Researchers have developed a new computational model of the human brain's face-recognition "mechanism." This means robots are now one step closer to capturing aspects of human neurology that previous models have missed.

According to 33rd Square, researchers have designed a machine learning system trained to recognize particular faces by feeding it some simple images. They discovered the trained system included an intermediate processing step that represented the face's degree of rotation but not the direction.

This rotational property was not built into the system, but rather emerged spontaneously from the learning process. Interestingly, it does duplicate an experimentally-observed feature of the primate face-processing mechanism.

This means their system may be similar to the brain after all.Tomaso Poggio, CSAIL principal investigator and director of the Center for Brains, Minds, and Machines (CBMM), said this is not proof that we understand entirely what's going on, but it does suggest we are on the right track.

The CBMM is a multi-institution research consortium funded by the National Science Foundation located at MIT.

According to their paper, in current biology, this includes a mathematical proof that the particular type of machine-learning learning system they use is something they can call a "biologically plausible" model of the nervous system.

Poggio added that it shows not only what algorithms the brain use but also the circuits used that can implement such a method.

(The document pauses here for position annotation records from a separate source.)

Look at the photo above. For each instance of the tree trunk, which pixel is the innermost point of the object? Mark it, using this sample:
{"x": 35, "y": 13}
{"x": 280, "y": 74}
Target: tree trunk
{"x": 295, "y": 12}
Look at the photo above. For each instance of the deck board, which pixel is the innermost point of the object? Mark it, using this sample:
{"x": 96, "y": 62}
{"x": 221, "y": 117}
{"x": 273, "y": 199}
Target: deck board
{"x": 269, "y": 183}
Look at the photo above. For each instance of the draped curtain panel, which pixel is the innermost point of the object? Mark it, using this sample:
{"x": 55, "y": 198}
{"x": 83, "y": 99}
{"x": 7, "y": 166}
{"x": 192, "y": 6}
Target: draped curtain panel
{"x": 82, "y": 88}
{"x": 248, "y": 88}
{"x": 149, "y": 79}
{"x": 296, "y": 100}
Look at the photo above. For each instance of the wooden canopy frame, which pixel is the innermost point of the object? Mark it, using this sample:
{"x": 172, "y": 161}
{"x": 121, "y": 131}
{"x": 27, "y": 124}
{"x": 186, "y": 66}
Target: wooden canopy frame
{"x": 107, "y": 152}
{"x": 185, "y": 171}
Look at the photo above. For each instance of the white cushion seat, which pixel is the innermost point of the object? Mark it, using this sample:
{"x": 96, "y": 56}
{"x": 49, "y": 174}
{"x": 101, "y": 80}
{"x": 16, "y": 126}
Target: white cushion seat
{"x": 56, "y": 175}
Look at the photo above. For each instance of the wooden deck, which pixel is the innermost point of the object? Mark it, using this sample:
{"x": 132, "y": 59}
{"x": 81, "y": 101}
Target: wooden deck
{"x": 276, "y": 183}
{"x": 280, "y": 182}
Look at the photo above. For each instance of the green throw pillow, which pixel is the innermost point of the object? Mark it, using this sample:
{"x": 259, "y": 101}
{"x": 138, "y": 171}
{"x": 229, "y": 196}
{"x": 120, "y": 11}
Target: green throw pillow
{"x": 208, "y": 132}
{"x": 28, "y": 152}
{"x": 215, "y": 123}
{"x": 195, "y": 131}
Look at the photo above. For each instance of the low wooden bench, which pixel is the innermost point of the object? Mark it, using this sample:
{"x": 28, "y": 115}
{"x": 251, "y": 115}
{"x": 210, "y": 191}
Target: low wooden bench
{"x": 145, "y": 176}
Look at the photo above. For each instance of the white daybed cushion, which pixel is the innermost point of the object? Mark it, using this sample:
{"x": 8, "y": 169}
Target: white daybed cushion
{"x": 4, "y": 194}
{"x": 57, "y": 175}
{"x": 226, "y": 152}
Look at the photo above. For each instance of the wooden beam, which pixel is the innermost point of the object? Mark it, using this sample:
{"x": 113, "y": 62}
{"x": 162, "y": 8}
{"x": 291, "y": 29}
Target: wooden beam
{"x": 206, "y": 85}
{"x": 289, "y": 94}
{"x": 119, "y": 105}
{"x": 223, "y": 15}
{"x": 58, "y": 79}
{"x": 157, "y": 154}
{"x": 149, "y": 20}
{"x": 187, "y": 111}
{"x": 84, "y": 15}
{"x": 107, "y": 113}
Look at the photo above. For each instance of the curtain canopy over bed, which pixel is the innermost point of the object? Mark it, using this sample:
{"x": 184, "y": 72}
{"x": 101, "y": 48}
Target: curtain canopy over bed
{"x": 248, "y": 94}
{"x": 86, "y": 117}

Their system is a neural network that consists of simple processing units that were arranged into layers. They are densely connected to the processing units or nodes, with data being fed into the bottom up. The output of the top layer is correlated with some classification metrics, for instance determining if a given image depicts a person.

They discovered that the system sees a face's "signature," and it's the same no matter its orientation. This represents a variation of the Hebb's rule, where the weights of the connections between nodes are adjusted to produce more accurate outputs.